Public options also serve the public poorly when they are subverted, often quite consciously, by their enemies.  Unable to win the battle to abolish public services, their critics and competitors have often tried to cripple them by imposing budget cuts, accompanied at times by stiff user fees.  Thus, many public colleges and universities, virtually free of cost only a few decades ago, now charge substantial tuition in order to survive.  This limits public access and, at the same time, has the happy result, from the standpoint of private educational institutions, of making public colleges and universities less financially competitive with their private counterparts.  The same pattern of deliberately starving the public sector can be found in areas like mass transit, health care, parks and recreational facilities, social welfare, legal services, and many others. 

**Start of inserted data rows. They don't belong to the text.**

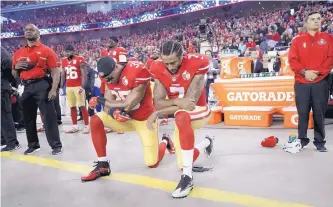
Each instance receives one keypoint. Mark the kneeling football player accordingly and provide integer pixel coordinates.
(181, 78)
(127, 104)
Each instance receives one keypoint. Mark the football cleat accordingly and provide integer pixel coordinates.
(210, 148)
(184, 187)
(102, 168)
(170, 146)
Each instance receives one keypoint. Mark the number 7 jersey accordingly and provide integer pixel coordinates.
(177, 84)
(134, 74)
(73, 71)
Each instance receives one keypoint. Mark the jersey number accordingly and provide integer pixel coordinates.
(71, 73)
(178, 90)
(121, 96)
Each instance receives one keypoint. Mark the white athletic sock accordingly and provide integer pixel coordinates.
(202, 145)
(187, 156)
(102, 159)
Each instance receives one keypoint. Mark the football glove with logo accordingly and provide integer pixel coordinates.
(93, 102)
(119, 114)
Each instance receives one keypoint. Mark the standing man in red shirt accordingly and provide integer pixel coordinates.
(74, 67)
(119, 54)
(311, 58)
(31, 63)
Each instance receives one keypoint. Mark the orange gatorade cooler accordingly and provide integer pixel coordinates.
(216, 115)
(252, 116)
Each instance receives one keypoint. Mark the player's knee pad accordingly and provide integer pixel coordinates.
(95, 121)
(186, 134)
(182, 119)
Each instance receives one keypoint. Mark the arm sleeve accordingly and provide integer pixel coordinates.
(102, 88)
(293, 57)
(142, 77)
(6, 60)
(14, 61)
(204, 66)
(82, 60)
(327, 65)
(52, 60)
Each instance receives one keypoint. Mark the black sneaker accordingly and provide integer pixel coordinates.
(31, 150)
(304, 143)
(57, 151)
(102, 168)
(321, 148)
(184, 187)
(20, 130)
(209, 149)
(10, 148)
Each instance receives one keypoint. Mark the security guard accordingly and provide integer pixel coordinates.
(37, 90)
(8, 132)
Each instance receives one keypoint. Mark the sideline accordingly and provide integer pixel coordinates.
(159, 184)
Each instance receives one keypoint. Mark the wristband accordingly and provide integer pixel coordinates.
(101, 100)
(303, 72)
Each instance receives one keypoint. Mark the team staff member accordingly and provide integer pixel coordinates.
(311, 58)
(36, 90)
(8, 133)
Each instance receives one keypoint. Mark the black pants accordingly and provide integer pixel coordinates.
(90, 111)
(209, 81)
(313, 96)
(18, 115)
(57, 107)
(36, 95)
(8, 131)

A key justification for budget cutbacks is that government "can't afford" to maintain the public sector.  But why can't government afford such programs?  The reason, aside from the bloated U.S. military budget, is that conservative ideologues have pushed through dramatic tax cuts for the wealthy.  This practice has not only helped turn their millionaire patrons into billionaires, but has produced unbalanced budgets that are then used to justify cutting back public services.  And this, in turn, helps guarantee that the public sector fails to produce substantial benefits for the public.  What such ideologues avoid dealing with is their own culpability in this matter.  Nor do they say what would happen if there were no public sector at all, and Americans had to rely entirely on the generosity of private corporations to cope with their health, education, and welfare.

Overall, then, public options serve the public well to the degree that the public exercises effective control of the government.  Under dictatorial rule, the public almost inevitably gets the short end of the stick.  And even in democracies, public programs can sometimes be weakened when private interests use the influence provided by their vast wealth to exercise disproportionate power.  But where an active citizenry avails itself of its democratic rights to provide for the general welfare, public options work just fine.  Let's use and cherish them.